For initial or time-sensitive screening for glucose-6-phosphate dehydrogenase deficiency, order G6PD1 / Glucose 6-Phosphate Dehydrogenase Enzyme Activity, Blood.



Necessary Information


Include physician name and phone number with the specimen.



Specimen Required


Submit only 1 of the following specimens:

 

Specimen Type: Whole blood

Container/Tube:

Preferred: Lavender top (EDTA) or yellow top (ACD)

Specimen Volume: 3 mL

Collection Instructions:

1. Invert several times to mix blood.

2. Send whole blood specimen in original tube. Do not aliquot.

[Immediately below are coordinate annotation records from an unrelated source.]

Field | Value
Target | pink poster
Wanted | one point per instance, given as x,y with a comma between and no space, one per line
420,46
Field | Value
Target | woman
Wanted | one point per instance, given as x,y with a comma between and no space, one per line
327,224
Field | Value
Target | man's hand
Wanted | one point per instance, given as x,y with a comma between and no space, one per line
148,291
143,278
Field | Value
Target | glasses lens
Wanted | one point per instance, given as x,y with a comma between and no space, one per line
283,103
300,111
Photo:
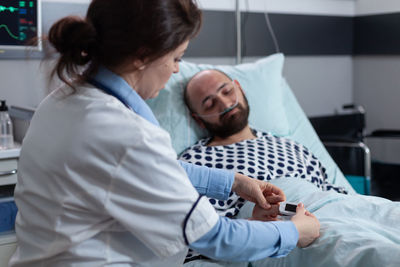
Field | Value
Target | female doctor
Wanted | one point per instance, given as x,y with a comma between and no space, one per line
99,183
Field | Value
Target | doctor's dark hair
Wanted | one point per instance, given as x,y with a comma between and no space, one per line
117,32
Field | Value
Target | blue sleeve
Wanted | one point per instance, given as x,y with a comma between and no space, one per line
214,183
243,240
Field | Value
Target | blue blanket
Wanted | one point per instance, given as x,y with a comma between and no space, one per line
356,230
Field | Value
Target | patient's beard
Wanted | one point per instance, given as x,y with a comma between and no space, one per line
230,125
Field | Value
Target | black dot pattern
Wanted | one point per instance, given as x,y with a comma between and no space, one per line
265,158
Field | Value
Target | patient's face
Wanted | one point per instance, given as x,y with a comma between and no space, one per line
210,94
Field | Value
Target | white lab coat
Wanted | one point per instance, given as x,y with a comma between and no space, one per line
99,185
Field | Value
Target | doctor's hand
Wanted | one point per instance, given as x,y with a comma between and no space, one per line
307,225
260,214
262,193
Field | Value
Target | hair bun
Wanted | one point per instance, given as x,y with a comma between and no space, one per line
73,37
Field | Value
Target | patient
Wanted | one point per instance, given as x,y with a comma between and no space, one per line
219,104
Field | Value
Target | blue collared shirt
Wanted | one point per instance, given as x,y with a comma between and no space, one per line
234,240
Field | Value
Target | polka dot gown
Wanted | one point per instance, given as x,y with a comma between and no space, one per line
265,158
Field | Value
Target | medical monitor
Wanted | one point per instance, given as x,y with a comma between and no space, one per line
20,23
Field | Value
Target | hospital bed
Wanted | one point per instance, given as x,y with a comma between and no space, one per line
356,230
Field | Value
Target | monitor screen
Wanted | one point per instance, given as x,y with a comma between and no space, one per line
19,24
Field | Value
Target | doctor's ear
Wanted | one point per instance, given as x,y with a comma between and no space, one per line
139,64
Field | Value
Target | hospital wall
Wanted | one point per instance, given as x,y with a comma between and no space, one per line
317,37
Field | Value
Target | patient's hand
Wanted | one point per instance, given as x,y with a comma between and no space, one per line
259,192
307,225
261,214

Specimen Stability Information: Ambient (preferred) 9 days/Refrigerated 30 days

 

Specimen Type: Saliva

Patient Preparation: Patient should not eat, drink, smoke, or chew gum 30 minutes prior to collection.

Supplies: Saliva Swab Collection Kit (T786)

Specimen Volume: 1 Swab

Collection Instructions: Collect and send specimen per kit instructions.

Specimen Stability Information: Ambient 30 days

 


Forms

1. New York Clients-Informed consent is required. Document on the request form or electronic order that a copy is on file. The following documents are available:

-Informed Consent for Genetic Testing (T576)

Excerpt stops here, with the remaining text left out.